(1.) This is an appeal against an order of a Subordinate Judge of Gaya refusing to set aside under Order 9, Rule 13 a mortgage decree which according to the appellant was ex parte against him but has been held by the learned Subordinate Judge not to be so. The suit in which the decree sought to be set aside was passed was to enforce a simple mortgage for Rs. 2,250 executed by Basudev Narayan Singh, defendant 1 of the suit, as karta of the family on 7 September 1917, and was among others against his two brothers Lal Narayan Singh and the appellant Kedar Nath Singh, who were defendants 2 and 3 in the suit. Defendant 4 was the minor son of defendant 2 and the other defendants as usual were impleaded as being interested in the mortgaged properties. By the time the suit was instituted the mortgage debt had swelled to a large amount, but only Rs. 17,000 was claimed, as the entire amount due could not be realized from the mortgaged properties. Defendant 1 did not enter appearance. Defendant 2 filed a written statement and appeared off and on, but as it appears from the order sheet was not present nor was he represented at least for some time during the trial of the suit which seems to have been mainly contested by defendants 13 to 15 who were subsequent transferees of the mortgaged properties or of some of them. Defendant 3, who is the appellant before us and seeks to have the decree set aside, was impleaded as a minor under the guardianship of defendant 1, his elder brother. As defendant 1 did not appear, a guardian ad litem was appointed for this defendant who filed a written statement. Thereafter it is not clear what steps this guardian ad litem took on behalf of defendant 3, but in the heading of the judgment his name appears as appearing for defendant 3. However, the suit proceeded to trial and a preliminary decree was passed on 30 January 1932.

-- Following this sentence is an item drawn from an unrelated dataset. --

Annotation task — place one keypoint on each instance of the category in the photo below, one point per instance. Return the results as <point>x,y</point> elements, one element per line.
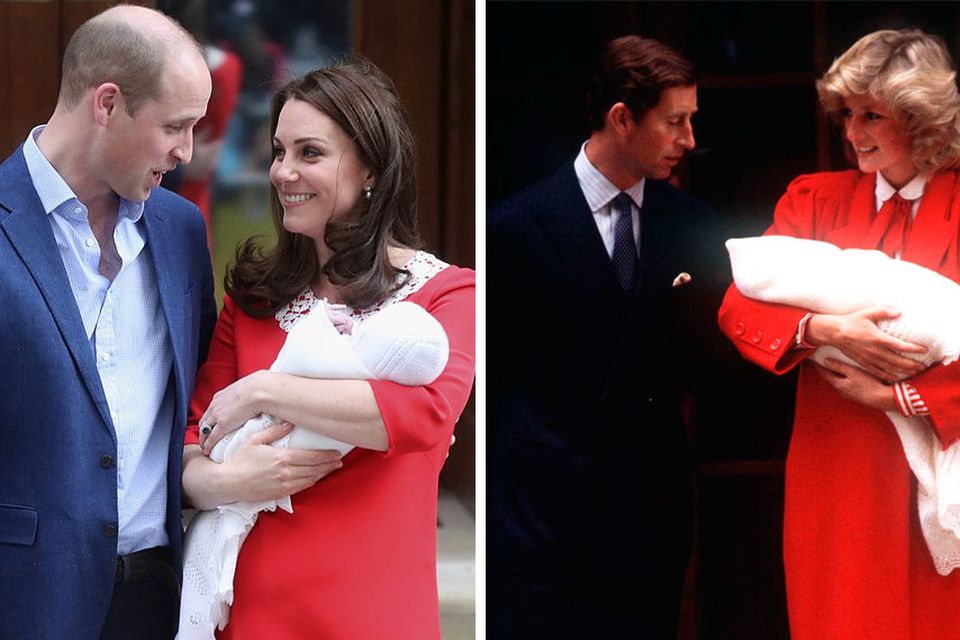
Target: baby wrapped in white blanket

(2.) The decree drawn up recites that it is inter partes against defendant 3 also. Final decree was passed on 17 February 1933. Execution was taken out on 5th December 1933 (Execution Case No. 403 of 1933). Notices were issued perhaps under Order 21, Rule 66, and one such notice was probably served upon defendant 3 Be that as it may, it appears that on 15 January 1934, he appeared in the execution case and applied for time. Thereafter, on 25 January 1934, he applied for inspection of the records of the suit, and on 24 February 1934, filed the present application for setting aside the decree which having been rejected the present appeal has been preferred. The learned Subordinate Judge found (1) that when the suit was instituted defendant 3 was a major and not a minor as described in the plaint, and though the fact of majority of defendant 3 was known or ought to have been known to the plaintiffs they described him as a minor not intentionally but perhaps inadvertently; (2) that notices were properly served upon defendants 1 and 2 and so was the notice on the guardian of defendant 3 nominated by the plaintiffs, namely defendant 1; (3) that defendant 3 must be presumed to have knowledge of the suit though not of the decree; and (4) that the application was not barred by limitation.
(3.) He has however refused to set aside the decree on the ground that it was not ex parte in form against the appellant, and therefore Order 9, Rule 13 had no application. He declined to exercise his inherent power under Section 151, Civil P. C, on the ground that there was no equity in favour of the applicant as he all along had full knowledge of the suit. He has referred to certain decisions which are to the effect that if a man, who is really a major, is sued as a minor, and he stands by and takes no steps, the decree passed in the suit is binding upon him. We are however not concerned with the question whether the decree is binding upon the appellant but whether he is entitled to have it set aside under Order 9, Rule 13. An ex parte decree though liable to be set aside is nevertheless binding as long as it is not set aside and cannot be collaterally questioned. The binding character of the decree necessitates steps for setting it aside. None of the cases relied upon by the learned Subordinate Judge lays down that the decree passed under such circumstances cannot, if a proper case be made out, be set aside.